10. Écrire au temps du Covid 19

@vagabondageautourdesoi

Pour rejoindre la maison de Lucien, il suffisait de quitter la route principale, passer le petit pont et monter la pente sinueuse qui débouchait au cœur du village. En arrivant, les calades, ces pierres de lave sculptées au murs des maisons, faisait avancer les enfants des touristes.  Il fallait traverser une place magnifique et laisser le terrain de boules pour s’engager dans une ruelle qui descendait à la plage de la rivière fréquentée les jours de canicule. La maison était là sur une toute petite placette. Du haut de ses trois étages, elle dominait simple et rustique.

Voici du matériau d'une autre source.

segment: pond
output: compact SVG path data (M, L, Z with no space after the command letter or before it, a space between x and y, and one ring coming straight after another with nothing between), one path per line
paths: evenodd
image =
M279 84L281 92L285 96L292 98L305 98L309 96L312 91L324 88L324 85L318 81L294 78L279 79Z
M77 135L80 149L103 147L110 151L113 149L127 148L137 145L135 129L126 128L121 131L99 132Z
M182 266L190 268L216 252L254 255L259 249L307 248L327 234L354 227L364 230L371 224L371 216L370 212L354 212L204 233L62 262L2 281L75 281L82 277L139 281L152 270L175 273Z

Lucien travaillait de ses mains l’argile d’Ardèche. Du matin au soir, il modelait des huiliers, des gratte-ails, des saladiers aux ventres ronds et des bols généreux. Il avait choisit l’utilitaire en grès pour donner chaque matin à celui qui le tient le goût de cette terre qu’il aimait tant. Les sonnettes de la porte rythmaient les journées de l’été lorsqu’on s’installait sur la placette pour profiter de l’ombre de la fin de journée. Un jour, Lucien est parti rejoindre dans le cimetière le grand Jeannot qui avait donné à cette région la plus belle des chansons. J’ai voulu acheter sa maison. Mais, les murs ont une âme et ceux-ci appartenaient au travail de la main. Homme de parole, je n’y avais pas ma place. Aujourd’hui, confiné, je pense à mon ami Lucien. Comment peut-on s’imaginer en voyant un vol d’hirondelles que le printemps vient d’arriver !

Jour 10. Sur son blog, Alexandra Koszelyk anime des ateliers d’écriture et propose d’écrire chaque jour de ce confinement à partir d’une photo. Je partage mon texte sur son blog et, avec son accord, ici.